- Directed by: Madhu Kaithapram
- Written by: Anil Mukhathala
- Produced by: Jahangir Shamz
- Starring: Manoj K. Jayan Shweta Menon Arun Bala Niveda Thomas
- Cinematography: M. J. Radhakrishnan
- Edited by: Venugopal
- Music by: Kaithapram Viswanathan
- Distributed by: Xarfnet Movies Release
- Release date: 4 July 2009;
- Country: India
- Language: Malayalam

= Madhya Venal =

Madhya Venal is a 2009 Malayalam film produced by Jahangir Shamz under the banner of Xarfnet Movies. The movie is directed by Madhu Kaithapram starring Manoj K. Jayan and Shweta Menon.

==Plot==
Sarojini is a housewife and a social worker. In her village, the majority of the villagers depend on the Khadi weaving mills for their livelihood. Sarojini too runs a mill. Her husband Kumaran is a local politician and trade union activist. Praveen who is an executive from a new generation bank comes to help the villagers. Without any proper documents he lends money to them. Being innocent they do not realize the trick behind Praveen's business. Kumaran opposes the bank and also clashes with his party leadership on the plight of workers. Kumaran gets suspended from the party.
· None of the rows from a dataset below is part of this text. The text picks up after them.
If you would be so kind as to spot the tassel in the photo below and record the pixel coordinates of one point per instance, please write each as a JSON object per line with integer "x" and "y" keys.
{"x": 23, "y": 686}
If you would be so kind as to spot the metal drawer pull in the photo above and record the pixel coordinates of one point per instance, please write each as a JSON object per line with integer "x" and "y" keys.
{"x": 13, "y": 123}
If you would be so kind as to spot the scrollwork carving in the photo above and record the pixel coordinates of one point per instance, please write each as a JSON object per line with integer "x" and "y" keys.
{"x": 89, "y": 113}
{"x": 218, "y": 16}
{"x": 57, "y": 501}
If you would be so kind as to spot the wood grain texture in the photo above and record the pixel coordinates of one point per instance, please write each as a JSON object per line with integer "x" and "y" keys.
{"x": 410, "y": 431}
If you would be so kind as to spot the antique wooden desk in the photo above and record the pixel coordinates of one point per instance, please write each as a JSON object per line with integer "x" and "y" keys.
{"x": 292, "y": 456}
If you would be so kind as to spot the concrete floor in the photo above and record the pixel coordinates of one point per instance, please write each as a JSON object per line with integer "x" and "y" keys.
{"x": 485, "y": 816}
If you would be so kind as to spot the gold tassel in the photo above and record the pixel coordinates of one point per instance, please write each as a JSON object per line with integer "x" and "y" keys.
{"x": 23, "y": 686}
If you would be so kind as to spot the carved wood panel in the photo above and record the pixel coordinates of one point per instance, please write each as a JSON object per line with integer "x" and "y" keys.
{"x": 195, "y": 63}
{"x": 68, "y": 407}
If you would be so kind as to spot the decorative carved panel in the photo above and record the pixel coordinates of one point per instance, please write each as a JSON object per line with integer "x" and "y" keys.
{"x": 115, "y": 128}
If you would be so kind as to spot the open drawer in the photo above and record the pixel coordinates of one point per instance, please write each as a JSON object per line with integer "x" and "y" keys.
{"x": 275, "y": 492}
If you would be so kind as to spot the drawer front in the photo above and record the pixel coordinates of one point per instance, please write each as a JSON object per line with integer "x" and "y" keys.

Sarojini and Kumaran try their level best to make the people understand Praveen's intention. Meanwhile, Praveen fakes love for Manikutty, the daughter of Kumaran and Sarojini, since they were against him.

==Cast==
- Manoj K. Jayan as Kumaran
- Shweta Menon as Sarojini
- Sabitha Jayaraj
- Arun Bala as Praveen
- Niveda as Manikutty
- Balachandran Chullikkadu
- Augustine
- Irshad

==Awards==
- Kerala State Film Award for Best Male Playback Singer - K. J. Yesudas for "Swantham Swantham Baalyathiloode"
- Padmarajan Puraskaram/Award for the Best Movie of 2009 in Malayalam - Madhyavenal.
- Kerala Film Critics Award for Second Best Actress - Shwetha Menon for Madhyavenal in 2009.
- Kerala Film Critics Award for Madhyavenal - the film with social relevance and commitment in 2009.
- Kerala Film Critics Award for Manoj K Jayan - Special Jury Award for Madhyavenal in 2009.